Australian shares dive, wiping out $28 bln in broad sell-off as global risks mount

* Only 16 stocks gain on the benchmark

* Poor U.S. data and the U.S.’s latest trade war sparks worry

* Major banks come under pressure from different fronts

By Nikhil Nainan

Oct 3 (Reuters) - Australian shares dived on Thursday, wiping out about A$42 billion ($28.19 billion) in value as more weak U.S. data fanned worries about an economic slowdown there, made worse by Washington’s latest trade salvo - this time against Europe.

Overnight, the United States said it will impose tariffs on $7.5 billion worth of goods from the European Union, triggering a shakeout in global markets already reeling from the protracted U.S.-China trade war.

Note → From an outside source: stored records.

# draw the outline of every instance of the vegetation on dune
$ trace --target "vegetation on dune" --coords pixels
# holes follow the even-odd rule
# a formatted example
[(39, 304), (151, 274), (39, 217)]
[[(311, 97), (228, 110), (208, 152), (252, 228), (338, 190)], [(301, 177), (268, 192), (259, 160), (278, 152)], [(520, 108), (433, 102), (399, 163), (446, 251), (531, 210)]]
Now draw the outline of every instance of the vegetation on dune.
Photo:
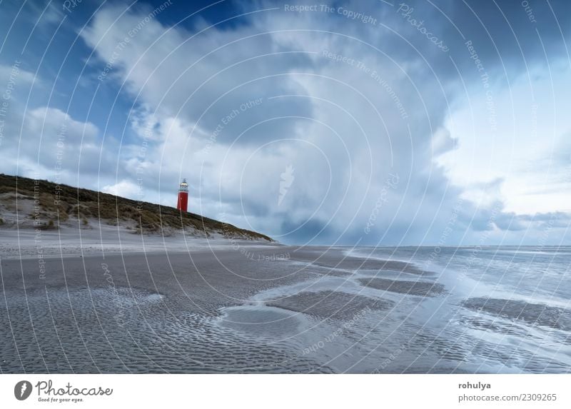
[[(161, 229), (195, 229), (206, 236), (219, 233), (228, 238), (263, 239), (263, 234), (238, 228), (231, 224), (158, 204), (133, 201), (89, 189), (59, 185), (47, 181), (0, 173), (0, 194), (12, 193), (19, 200), (36, 200), (42, 215), (56, 216), (61, 221), (69, 218), (81, 221), (94, 218), (113, 226), (132, 224), (136, 231), (152, 233)], [(31, 215), (33, 216), (33, 215)], [(2, 222), (4, 222), (2, 219)], [(2, 223), (0, 223), (2, 224)], [(51, 218), (45, 228), (54, 228)]]

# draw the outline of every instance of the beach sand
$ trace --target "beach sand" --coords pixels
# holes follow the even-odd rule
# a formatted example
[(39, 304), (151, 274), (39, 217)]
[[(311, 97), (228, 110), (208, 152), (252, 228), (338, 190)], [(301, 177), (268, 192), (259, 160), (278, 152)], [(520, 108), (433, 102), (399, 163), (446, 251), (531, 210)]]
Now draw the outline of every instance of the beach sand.
[(425, 271), (423, 256), (412, 262), (403, 251), (367, 258), (113, 226), (1, 233), (1, 373), (571, 368), (569, 310), (490, 298), (485, 289), (475, 298), (466, 277)]

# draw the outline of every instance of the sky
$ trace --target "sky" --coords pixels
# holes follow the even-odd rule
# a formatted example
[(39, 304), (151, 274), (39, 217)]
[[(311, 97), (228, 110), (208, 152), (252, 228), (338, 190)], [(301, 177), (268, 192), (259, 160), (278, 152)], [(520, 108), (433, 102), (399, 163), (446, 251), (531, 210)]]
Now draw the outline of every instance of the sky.
[(0, 172), (286, 243), (571, 244), (565, 0), (0, 2)]

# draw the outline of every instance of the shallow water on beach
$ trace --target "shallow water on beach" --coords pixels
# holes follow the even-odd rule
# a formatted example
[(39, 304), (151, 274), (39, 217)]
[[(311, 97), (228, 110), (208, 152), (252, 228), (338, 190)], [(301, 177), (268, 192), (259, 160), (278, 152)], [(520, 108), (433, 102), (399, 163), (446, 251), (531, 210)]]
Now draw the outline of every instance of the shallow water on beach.
[(571, 372), (568, 248), (323, 251), (251, 263), (303, 279), (229, 305), (192, 288), (4, 291), (0, 369)]

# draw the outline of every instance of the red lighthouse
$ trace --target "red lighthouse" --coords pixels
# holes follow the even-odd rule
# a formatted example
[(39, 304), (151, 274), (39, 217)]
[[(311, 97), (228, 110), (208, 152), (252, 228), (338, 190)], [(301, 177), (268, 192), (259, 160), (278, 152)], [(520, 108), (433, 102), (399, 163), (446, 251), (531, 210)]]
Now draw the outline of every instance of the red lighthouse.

Not helping was data from the ADP National Employment Report showing hiring by U.S. private employers slowing further last month, reinforcing global recession fears and of a slowdown in the U.S. economy.

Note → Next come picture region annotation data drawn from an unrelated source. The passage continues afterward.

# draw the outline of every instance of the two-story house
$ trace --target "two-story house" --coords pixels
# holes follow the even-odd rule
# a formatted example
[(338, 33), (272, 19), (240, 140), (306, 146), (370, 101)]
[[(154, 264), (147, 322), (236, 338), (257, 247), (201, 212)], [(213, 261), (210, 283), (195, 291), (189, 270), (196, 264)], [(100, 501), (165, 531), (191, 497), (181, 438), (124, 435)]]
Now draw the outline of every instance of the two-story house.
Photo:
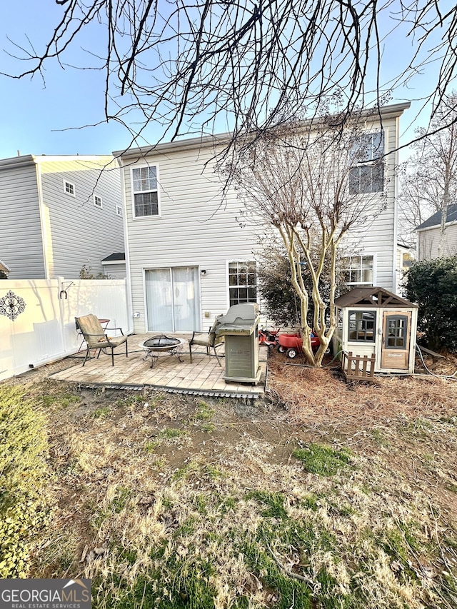
[(124, 252), (119, 166), (111, 156), (0, 160), (0, 258), (9, 279), (76, 278)]
[[(408, 107), (386, 106), (366, 121), (366, 139), (385, 158), (386, 177), (368, 159), (354, 168), (351, 188), (361, 196), (379, 191), (386, 196), (382, 212), (353, 236), (351, 286), (394, 291), (397, 285), (396, 151), (399, 118)], [(122, 166), (136, 332), (207, 329), (232, 304), (257, 300), (256, 233), (265, 228), (241, 226), (236, 193), (223, 196), (213, 170), (218, 141), (194, 138), (114, 153)]]

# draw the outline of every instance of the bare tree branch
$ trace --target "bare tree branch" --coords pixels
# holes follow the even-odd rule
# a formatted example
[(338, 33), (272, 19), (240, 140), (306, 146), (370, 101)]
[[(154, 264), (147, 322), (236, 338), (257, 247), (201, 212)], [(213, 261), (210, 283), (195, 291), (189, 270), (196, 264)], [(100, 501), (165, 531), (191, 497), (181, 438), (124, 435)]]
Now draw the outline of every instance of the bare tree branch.
[[(56, 4), (61, 15), (44, 49), (16, 44), (30, 67), (14, 77), (44, 78), (45, 64), (63, 64), (83, 29), (96, 26), (106, 32), (105, 54), (96, 66), (105, 72), (106, 119), (131, 129), (131, 117), (139, 116), (137, 135), (151, 121), (161, 123), (171, 140), (197, 129), (212, 132), (224, 117), (234, 141), (298, 115), (318, 116), (324, 100), (338, 92), (342, 126), (355, 108), (381, 105), (383, 96), (431, 62), (437, 79), (424, 99), (433, 101), (434, 116), (456, 76), (457, 7), (447, 1)], [(405, 26), (411, 56), (396, 77), (383, 82), (383, 47), (395, 44), (394, 35)], [(89, 51), (92, 58), (99, 54)], [(448, 118), (448, 125), (455, 121), (453, 114)]]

The benchmark S&P/ASX 200 index tumbled 2.5% to more than one month lows, but by 0133 GMT it had pared some of those losses to be off 2.1%, or 141.8 points, to 6,498.1. The index had closed 1.5% lower on Wednesday after poor U.S. manufacturing data.

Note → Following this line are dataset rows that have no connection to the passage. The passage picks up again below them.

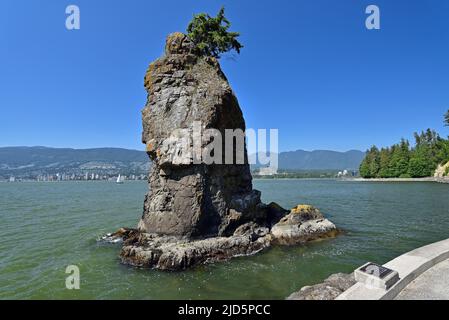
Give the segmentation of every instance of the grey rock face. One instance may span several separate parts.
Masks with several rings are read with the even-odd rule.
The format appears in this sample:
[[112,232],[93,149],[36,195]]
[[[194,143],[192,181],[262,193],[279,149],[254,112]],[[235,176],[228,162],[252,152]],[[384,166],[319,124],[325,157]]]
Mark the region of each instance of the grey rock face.
[[304,287],[292,293],[287,300],[335,300],[340,294],[355,285],[354,274],[337,273],[323,283]]
[[[252,187],[244,139],[243,150],[237,150],[238,143],[231,148],[235,160],[240,160],[234,164],[224,164],[228,149],[222,164],[206,164],[194,161],[195,147],[184,148],[195,145],[198,127],[219,130],[222,137],[226,130],[246,129],[217,60],[196,55],[184,34],[168,37],[165,55],[148,69],[145,87],[142,140],[153,162],[150,191],[137,229],[104,238],[124,242],[120,254],[124,263],[185,270],[255,254],[274,243],[302,243],[336,234],[335,226],[313,207],[288,211],[261,202],[260,192]],[[210,140],[200,139],[200,149]]]
[[[244,164],[232,165],[194,164],[186,162],[190,155],[173,152],[181,149],[176,144],[186,132],[193,135],[198,122],[201,130],[218,129],[223,137],[226,129],[245,130],[237,98],[217,60],[198,57],[187,36],[172,34],[165,56],[150,65],[145,87],[142,140],[154,165],[138,229],[193,239],[232,235],[262,206],[260,193],[252,189],[246,149]],[[209,143],[201,140],[202,147]]]

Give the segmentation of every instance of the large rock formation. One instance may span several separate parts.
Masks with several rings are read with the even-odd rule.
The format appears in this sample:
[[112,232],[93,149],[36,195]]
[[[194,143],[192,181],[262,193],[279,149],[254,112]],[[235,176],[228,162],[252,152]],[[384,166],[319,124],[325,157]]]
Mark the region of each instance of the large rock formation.
[[[231,144],[234,163],[226,164],[226,131],[245,131],[242,111],[218,61],[199,56],[186,35],[167,38],[165,55],[150,65],[145,88],[142,140],[153,162],[150,190],[137,230],[105,238],[124,241],[124,263],[183,270],[254,254],[273,243],[336,234],[335,225],[313,207],[288,211],[261,202],[244,139]],[[208,146],[216,142],[215,135],[201,135],[208,129],[223,137],[217,140],[223,154],[212,154],[221,164],[201,161],[202,151],[210,154]]]

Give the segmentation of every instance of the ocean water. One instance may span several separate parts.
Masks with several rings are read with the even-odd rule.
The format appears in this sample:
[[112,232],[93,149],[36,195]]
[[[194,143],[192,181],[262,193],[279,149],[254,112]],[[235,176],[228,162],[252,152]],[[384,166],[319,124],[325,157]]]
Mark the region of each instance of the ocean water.
[[[122,265],[97,242],[135,227],[145,182],[0,183],[0,299],[284,299],[336,272],[449,238],[449,185],[257,180],[265,202],[317,206],[345,233],[173,273]],[[68,265],[80,290],[68,290]]]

Traders are pricing in a more worrying trajectory for the global economy, said Pepperstone’s Head of Research Chris Weston.

There was a broad sell-off across sectors in Australia, with gold stocks the only bright spot as investors sought safe-havens.

Just 16 out of the 200 stocks on the benchmark were in positive territory.

Financial stocks, led by the Big Four banks, were sold off heavily between 2.5% to 3.3%. Analysts have warned that the three interest rate cuts this year by the Reserve Bank of Australia and any further easing may inflict even more pain on their margins.

Morgan Stanley downgraded National Australia Bank, and warned that all the major banks should lower their payout ratios and target higher capital levels instead.

On Wednesday, NAB nearly doubled the total amount it has set aside to repay wronged customers, adding further pressure on earnings. Its shares were down the most among its peers.

Energy stocks extended their declines as oil prices lost further ground, pressured by a rise in U.S. inventories.

Woodside Petroleum dropped 3.3%, while Santos fell 4.1%.

Global miners BHP Group and Rio Tinto slid 2.7% and 3.2%.

The economic gloom supported a safety-bid for gold, with local firm Newcrest Mining climbing 3.6%.

Agricultural firm Webster Ltd surged 54% to a nearly 16-month high after it received a A$854 million takeover offer by shareholder PSP Investments.

New Zealand’s benchmark S&P/NZX 50 index fell to two-week lows after losing as much as 1.5% to 10,784.14.

The local listings of Westpac and ANZ fell 3.3% and 3.2%, respectively.

The only major stock in the green was Fonterra Shareholders’ Fund, which gained 4%.